Они не стали вызывать такси, а поплелись вдоль трамвайных путей, замирая на мгновение под редкими горящими окнами и огибая с двух сторон фонари. Ветер катил откуда-то большие и маленькие куски пенопласта – выглядели они почти как снег. Гудели провода и мерещилось, будто тучи над ними носятся со скоростью ласточек. Город был печальным и одиноким в своей весенней меланхолии, казался большой и пыльной книжкой с объёмными домами, которые встают на каждом новом развороте, с шоссе, трамвайной линий и фонарями, и историей о двух мужчинах, что бредут сквозь них.

– А откуда она знает, что я не умею отрываться? Может, у меня просто болел живот.

Влад зажмурился и попытался выковырять из левого уха звон. Какой-то неугомонный диджей до сих пор крутил там свои пластинки.

– Ну… – промямлил растерянно Сав.

– Ты ей что-то про меня наплёл?

– Не наплёл, а рассказал. Про то, как ты жил в подвале и смотрел по ящику моду, про то, как работал в двух мастерских, и всякое… Точнее, сначала я рассказывал, вроде как, про «одного моего друга», но потом, кажется, стал тыкать в твою сторону пальцем. Что вытянуть тебя гулять было так же трудно, как вытянуть из дома Страшилу Рэдли из той книжки Ли Харпер. Впрочем, эта мадама вряд ли её читала – она всё время так неестественно ржала… Я не успел ей рассказать, как ты свалил в Африку, – уныло покаялся Савелий. – Вот это действительно хардкор! А клубы, алкоголь… всё это ерунда.

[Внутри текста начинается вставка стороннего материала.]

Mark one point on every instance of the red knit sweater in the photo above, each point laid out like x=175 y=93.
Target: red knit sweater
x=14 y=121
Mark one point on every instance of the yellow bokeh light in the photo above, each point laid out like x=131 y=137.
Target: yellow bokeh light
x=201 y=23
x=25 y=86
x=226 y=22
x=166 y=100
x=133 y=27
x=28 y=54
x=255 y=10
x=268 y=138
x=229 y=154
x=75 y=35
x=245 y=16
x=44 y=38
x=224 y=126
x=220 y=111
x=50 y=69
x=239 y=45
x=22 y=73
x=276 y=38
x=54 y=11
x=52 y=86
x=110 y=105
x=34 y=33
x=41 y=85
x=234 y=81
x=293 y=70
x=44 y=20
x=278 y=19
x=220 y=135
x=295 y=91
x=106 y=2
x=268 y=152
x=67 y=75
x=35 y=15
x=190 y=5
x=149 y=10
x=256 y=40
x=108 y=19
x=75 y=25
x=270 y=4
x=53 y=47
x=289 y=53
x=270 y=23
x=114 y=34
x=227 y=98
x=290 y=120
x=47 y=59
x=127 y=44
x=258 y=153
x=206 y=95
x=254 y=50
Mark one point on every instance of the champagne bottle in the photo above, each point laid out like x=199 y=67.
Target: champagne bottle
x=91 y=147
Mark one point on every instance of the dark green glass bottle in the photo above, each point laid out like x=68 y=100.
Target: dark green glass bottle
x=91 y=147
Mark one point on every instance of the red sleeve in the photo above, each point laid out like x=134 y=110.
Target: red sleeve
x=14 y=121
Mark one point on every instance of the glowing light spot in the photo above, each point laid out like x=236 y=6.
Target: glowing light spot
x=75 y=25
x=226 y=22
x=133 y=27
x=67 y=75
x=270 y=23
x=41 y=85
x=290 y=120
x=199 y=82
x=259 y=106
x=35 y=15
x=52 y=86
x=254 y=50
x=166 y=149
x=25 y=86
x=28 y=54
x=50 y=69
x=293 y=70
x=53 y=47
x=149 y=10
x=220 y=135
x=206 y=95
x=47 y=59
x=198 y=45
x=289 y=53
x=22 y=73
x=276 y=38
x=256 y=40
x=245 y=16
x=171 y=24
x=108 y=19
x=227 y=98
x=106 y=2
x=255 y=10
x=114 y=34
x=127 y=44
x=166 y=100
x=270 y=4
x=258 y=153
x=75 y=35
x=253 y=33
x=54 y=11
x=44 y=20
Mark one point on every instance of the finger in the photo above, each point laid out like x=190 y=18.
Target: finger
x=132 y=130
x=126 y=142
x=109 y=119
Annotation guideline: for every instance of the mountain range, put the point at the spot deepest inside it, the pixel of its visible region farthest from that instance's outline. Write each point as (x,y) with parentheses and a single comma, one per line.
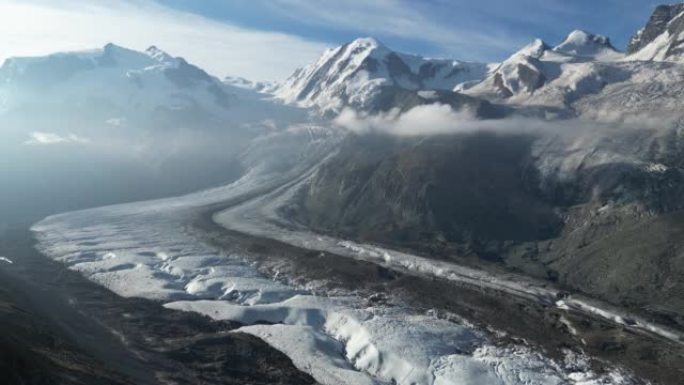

– Ты тоже считаешь, что я не умею развлекаться?

– Ну да… нет… – Савелий отодвинул на затылок шапку и сделал попытку отжать от пота волосы. – Не спрашивай у меня такое! Я не знаю. Я же сказал, что когда ты собрался в Африку, я стал считать, что ты самый клёвый сукин сын на всём белом свете.

– На самом деле, мне понравилось, – сказал Влад.

Савелий засмеялся.

– Но ты даже не оторвал жопу от стула…

– Я глазел по сторонам. Знаешь, если бы я писал книги, я бы пришёл домой и тут же записал всё, что увидел, в свою тетрадку, или где там пишут писатели.

– Там записывать особо нечего, – сказал Савелий. – Ничего особенного не происходило. Даже охрана никого не била. Знаешь, однажды, довольно давно, я пришёл туда и очутился как будто в вестерне, когда герой заходит в салун. Летают стулья, а столы как большие летающие тарелки. Диджей сбежал, бармен отбивается от кого-то муляжом винтовки. Я вернулся к гардеробу и спросил: почему меня не предупредили? Знаешь, что мне ответил этот повёрнутый на компьютерных играх укурыш? Что я бы всё равно туда попёрся, а без верхней одежды у меня было больше шансов увернуться от какой-нибудь пивной кружки. Ловкость, видите ли, повышается!

Влад не слушал. Он думал, что у него всё ещё есть право называть себя исследователем, и впечатления, которые распаковывают вещи и занимают койку сейчас в голове, в скором времени прольются в том или ином творческом порыве.